Os governistas esperavam enfrentar apenas uma votação em plenário para contestar a denúncia de forma unificada, rápida e antes do recesso parlamentar, que começa em meados de julho. Mas o entendimento da Secretaria-Geral da Mesa obriga os governistas a rever o método de atuação e se preparar para chegar ao segundo semestre com a ferida política aberta.

Oposição

A oposição conta com o desgaste político dos deputados governistas, que serão obrigados a votar cada vez que uma denúncia for apresentada pelo PGR. E , como querem os oposicionistas, com voto anunciado ao microfone e transmissão ao vivo da sessão plenária, de preferência em um domingo – nos moldes da primeira votação do impeachment de Dilma Rousseff na Câmara, em 17 de abri de 2016 –, de maneira a aumentar a exposição de quem votar a favor do denunciado.

“Defender Temer em voto aberto em plenário será muito desgastante para os governistas”, avalia o deputado Júlio Delgado (PSB-MG). A oposição conta com as pressões sobre os governistas pelas redes sociais e na base eleitoral de cada deputado.

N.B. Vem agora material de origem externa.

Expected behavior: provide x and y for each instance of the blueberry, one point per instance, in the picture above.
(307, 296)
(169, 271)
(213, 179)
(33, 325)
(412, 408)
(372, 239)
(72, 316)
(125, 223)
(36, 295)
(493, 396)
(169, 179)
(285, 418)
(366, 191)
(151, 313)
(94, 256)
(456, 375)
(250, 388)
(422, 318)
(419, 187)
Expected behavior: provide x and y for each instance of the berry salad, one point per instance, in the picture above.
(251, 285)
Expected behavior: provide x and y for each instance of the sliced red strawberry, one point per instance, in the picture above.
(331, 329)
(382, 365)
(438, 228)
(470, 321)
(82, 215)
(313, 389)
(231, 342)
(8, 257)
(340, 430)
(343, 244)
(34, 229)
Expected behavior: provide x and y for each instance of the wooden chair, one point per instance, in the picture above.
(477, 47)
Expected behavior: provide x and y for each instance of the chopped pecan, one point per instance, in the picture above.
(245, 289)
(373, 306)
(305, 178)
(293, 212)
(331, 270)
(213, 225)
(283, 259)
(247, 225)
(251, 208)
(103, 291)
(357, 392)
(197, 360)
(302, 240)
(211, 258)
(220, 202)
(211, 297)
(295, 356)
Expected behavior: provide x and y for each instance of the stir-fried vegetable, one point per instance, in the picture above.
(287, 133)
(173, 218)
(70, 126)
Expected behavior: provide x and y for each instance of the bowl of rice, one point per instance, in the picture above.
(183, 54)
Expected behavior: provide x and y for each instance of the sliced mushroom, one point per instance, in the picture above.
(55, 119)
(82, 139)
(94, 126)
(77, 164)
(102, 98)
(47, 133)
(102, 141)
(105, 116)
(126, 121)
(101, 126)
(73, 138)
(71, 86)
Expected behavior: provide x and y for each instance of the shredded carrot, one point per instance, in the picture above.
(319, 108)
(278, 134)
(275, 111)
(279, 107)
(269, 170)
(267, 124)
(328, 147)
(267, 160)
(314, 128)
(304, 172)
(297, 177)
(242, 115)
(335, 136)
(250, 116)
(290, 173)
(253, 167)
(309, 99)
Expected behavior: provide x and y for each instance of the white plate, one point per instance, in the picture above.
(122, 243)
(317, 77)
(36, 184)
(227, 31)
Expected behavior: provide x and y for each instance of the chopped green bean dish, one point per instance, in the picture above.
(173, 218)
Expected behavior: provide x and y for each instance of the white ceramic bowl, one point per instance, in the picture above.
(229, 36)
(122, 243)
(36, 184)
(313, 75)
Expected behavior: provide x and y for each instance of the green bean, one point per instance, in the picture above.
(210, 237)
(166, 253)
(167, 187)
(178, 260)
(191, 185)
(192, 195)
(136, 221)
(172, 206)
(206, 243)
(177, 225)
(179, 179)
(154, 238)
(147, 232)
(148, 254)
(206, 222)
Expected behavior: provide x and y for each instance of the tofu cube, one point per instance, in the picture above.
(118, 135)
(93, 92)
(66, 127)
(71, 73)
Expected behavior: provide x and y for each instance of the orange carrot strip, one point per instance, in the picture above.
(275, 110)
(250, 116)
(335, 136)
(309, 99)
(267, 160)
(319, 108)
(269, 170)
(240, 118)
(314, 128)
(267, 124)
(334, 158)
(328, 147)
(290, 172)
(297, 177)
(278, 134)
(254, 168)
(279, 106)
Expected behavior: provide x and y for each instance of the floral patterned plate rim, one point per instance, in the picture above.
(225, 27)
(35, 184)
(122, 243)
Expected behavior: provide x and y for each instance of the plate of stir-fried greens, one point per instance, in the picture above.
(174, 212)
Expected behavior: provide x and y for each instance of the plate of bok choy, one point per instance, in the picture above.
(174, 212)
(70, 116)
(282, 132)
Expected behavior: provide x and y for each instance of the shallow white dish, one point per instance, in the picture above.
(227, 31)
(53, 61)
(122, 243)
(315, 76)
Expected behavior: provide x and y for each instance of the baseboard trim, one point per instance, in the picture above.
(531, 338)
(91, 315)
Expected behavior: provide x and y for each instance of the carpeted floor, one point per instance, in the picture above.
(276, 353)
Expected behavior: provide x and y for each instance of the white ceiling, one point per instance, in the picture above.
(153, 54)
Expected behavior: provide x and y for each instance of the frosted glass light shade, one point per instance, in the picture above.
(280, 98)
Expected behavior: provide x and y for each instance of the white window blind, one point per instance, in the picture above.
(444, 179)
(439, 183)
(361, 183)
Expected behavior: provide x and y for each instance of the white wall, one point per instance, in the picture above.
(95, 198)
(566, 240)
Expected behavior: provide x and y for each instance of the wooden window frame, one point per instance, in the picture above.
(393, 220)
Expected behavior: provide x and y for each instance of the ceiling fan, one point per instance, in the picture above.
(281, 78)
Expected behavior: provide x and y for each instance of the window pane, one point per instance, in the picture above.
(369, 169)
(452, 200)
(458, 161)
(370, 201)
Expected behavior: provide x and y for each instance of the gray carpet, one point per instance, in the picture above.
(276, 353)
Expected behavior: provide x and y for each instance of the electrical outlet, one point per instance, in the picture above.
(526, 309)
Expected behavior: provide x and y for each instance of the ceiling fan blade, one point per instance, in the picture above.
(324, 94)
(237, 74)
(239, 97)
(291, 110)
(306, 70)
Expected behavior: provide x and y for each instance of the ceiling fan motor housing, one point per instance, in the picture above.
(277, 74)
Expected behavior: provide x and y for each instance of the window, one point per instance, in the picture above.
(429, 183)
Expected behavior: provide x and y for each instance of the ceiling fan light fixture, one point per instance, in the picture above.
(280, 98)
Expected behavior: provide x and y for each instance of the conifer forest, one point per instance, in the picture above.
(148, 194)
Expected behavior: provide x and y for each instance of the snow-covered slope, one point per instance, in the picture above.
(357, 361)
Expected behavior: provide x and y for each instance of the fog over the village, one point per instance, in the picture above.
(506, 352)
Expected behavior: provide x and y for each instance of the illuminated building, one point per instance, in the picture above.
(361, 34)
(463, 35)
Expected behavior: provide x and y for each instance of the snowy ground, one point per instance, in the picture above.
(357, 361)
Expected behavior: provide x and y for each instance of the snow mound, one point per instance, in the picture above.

Outra dificuldade da tropa de choque de Temer será conseguir escolher relatores de confiança na CCJ para analisar cada denúncia do procurador contra o presidente – apesar de que o presidente da CCJ, Rodrigo Pacheco (PMDB-MG), a quem cabe a escolha, já ter avisado que não aceitará interferência do governo nesse processo. Diante da baixíssima popularidade do chefe do Executivo, a exposição púbica de um relator que rejeite a denúncia do PGR pode comprometer a reeleição do parlamentar em 2018.